I have two brothers-in-law just like your son! My husband is the most “buttoned-up” of his brothers, but being around them on vacation brings out his country. I’ve been in signature restaurants with my BILs while they’re wearing their Columbia button-down fishin’ shirts, their “fancy” jeans (the youngest BIL wears those with a bedazzled butt and his brothers always give him grief for it, but hey, he thinks he looks dang good), and either their boots or, horror of horrors, their fishin’ shoes. They are big bearded boys and they love to eat, laugh, and have a good time. We may get a couple of stares, but I’ve never noticed. They get along great with wait staff and neighboring tables as they’ve never met a stranger and love to tell stories. They’re just good ole country boys. I think what you’re describing as your son’s attire is perfectly fine!

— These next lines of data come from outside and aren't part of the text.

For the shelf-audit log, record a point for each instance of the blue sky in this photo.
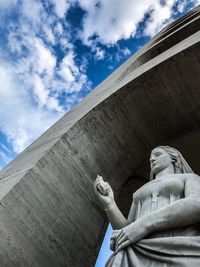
(54, 52)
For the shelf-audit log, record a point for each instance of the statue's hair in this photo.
(180, 164)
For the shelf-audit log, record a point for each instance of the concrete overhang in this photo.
(49, 214)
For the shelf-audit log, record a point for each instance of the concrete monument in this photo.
(162, 226)
(49, 215)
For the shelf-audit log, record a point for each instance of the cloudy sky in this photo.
(54, 52)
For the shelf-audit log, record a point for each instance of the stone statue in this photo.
(162, 226)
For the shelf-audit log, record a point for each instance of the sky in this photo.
(55, 52)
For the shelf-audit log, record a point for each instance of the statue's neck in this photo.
(167, 171)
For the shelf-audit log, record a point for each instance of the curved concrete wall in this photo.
(49, 215)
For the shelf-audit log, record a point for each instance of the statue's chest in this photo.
(163, 188)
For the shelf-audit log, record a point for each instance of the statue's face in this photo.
(159, 160)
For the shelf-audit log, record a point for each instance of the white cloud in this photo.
(61, 7)
(32, 85)
(113, 20)
(100, 53)
(6, 4)
(18, 111)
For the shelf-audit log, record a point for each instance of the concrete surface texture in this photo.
(49, 213)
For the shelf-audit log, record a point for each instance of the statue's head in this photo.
(163, 156)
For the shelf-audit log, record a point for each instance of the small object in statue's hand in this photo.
(102, 187)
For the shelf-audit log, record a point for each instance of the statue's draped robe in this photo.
(178, 247)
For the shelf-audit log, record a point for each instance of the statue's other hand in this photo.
(103, 192)
(130, 234)
(119, 240)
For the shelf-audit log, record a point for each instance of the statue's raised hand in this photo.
(103, 192)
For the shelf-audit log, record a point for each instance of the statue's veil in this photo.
(180, 164)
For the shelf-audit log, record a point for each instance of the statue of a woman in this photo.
(162, 226)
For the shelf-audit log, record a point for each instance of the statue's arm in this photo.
(115, 216)
(106, 198)
(183, 212)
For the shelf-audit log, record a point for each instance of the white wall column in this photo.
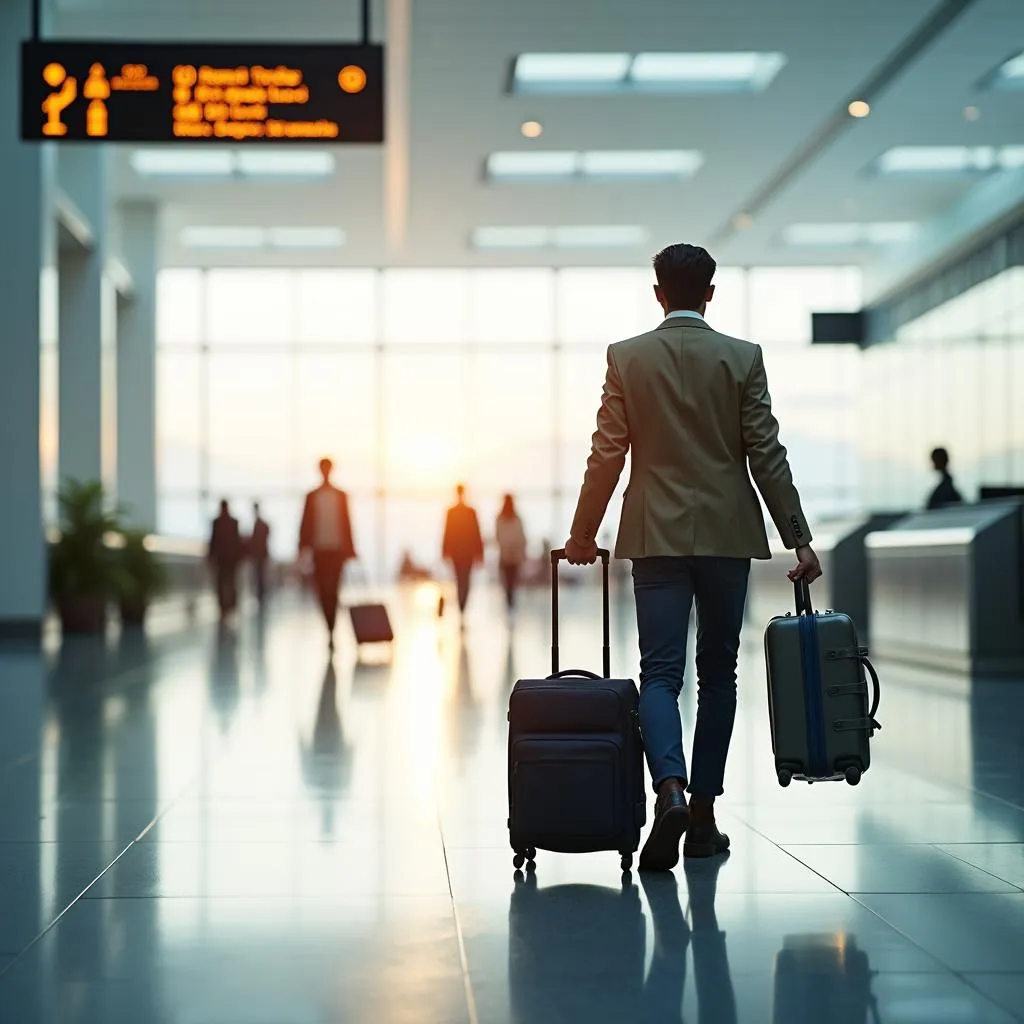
(87, 327)
(26, 216)
(136, 365)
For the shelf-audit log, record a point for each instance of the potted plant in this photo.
(84, 574)
(143, 577)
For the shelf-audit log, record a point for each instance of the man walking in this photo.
(463, 545)
(327, 532)
(259, 553)
(693, 407)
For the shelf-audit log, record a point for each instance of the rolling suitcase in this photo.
(371, 624)
(576, 759)
(817, 694)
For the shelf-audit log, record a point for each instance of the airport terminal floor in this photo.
(230, 826)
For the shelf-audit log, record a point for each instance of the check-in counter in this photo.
(945, 589)
(840, 546)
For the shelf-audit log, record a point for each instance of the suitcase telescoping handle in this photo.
(802, 590)
(557, 556)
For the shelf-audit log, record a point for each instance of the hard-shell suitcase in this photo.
(371, 624)
(576, 760)
(817, 694)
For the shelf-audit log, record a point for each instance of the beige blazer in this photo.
(692, 406)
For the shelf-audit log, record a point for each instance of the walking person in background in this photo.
(692, 407)
(463, 545)
(224, 554)
(327, 534)
(259, 552)
(511, 541)
(945, 493)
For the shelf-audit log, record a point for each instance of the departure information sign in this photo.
(202, 92)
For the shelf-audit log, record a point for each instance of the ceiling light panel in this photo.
(1010, 75)
(535, 166)
(574, 237)
(640, 163)
(665, 73)
(849, 233)
(198, 237)
(182, 163)
(949, 159)
(298, 163)
(569, 72)
(742, 72)
(532, 165)
(305, 238)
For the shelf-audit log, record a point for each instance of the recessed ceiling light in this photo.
(849, 233)
(170, 162)
(305, 238)
(694, 73)
(223, 238)
(300, 163)
(1010, 74)
(707, 72)
(574, 237)
(540, 166)
(641, 163)
(947, 159)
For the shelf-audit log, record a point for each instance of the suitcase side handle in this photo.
(556, 556)
(802, 593)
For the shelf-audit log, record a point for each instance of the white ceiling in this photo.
(459, 111)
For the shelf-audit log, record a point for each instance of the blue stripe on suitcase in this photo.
(813, 705)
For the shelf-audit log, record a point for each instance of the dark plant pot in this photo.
(133, 612)
(82, 612)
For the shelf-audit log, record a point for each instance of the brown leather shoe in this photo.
(704, 839)
(660, 852)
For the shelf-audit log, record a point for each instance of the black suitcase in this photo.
(371, 624)
(817, 694)
(576, 759)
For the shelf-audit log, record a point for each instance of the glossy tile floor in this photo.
(210, 828)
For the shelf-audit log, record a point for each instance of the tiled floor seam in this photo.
(977, 867)
(962, 976)
(467, 981)
(57, 919)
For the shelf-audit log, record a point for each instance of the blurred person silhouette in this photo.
(224, 554)
(326, 532)
(259, 553)
(511, 539)
(463, 545)
(692, 407)
(945, 493)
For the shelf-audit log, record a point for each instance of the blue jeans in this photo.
(665, 589)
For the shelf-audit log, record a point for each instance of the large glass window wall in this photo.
(415, 379)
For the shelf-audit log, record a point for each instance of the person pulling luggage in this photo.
(692, 406)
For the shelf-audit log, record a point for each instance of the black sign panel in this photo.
(202, 92)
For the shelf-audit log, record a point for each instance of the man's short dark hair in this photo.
(684, 273)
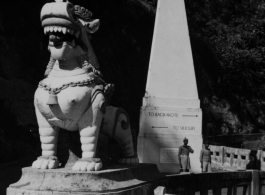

My husband and I dress differently than they do (I’ll wear a summer dress, he’ll wear slacks/a dress shirt), but we all blend together perfectly, because we’re family and we’re there to have a good meal and a good time.
 
For your granddaughter I'd say - know your little ones and make a call that is appropriate for them. I am an SLP and have worked in Early Intervention (birth to 3 population,) and I feel like comparing toddlers causes a lot of unnecessary stress for people! One two-year-old can sit down and have a conversation with you about what she did at the playground that day, another is just starting to put two words together - and these are both totally normal for toddlers, there is a huge range of developmentally appropriate behavior at that time and I spend a lot of time stressing that this is totally ok. If one two-year-old is not ready for a sit down tea, I would say, don't go and spend the whole time being stressed and worried about what might happen next and trying to reign your granddaughter in when she might not understand what's going on or why Grandma seems upset. My little niece is two and a half and I definitely wouldn't take her to a sit down tea yet, she wouldn't understand what was going on or why she couldn't spend the whole time running over to the characters. My good friend's daughter is almost exactly the same age and is going to Disney this summer and doing all of that kind of thing, and is totally able to sit and chat with characters and so on - it really depends on the kiddo, and again, either way, it's fine, both are appropriate for 2.
 
And the advice I was asking for was if clean, untorn jeans, a button up, boots, and a full out beard was acceptable for the more upscale establishments. It appears the answer is no and that's ok

I honestly don't understand how you came to this conclusion from the posts. Perhaps, OP, you are somewhat insecure about this and worrying about it more than anyone else at the restaurant will. Eat where you want to eat.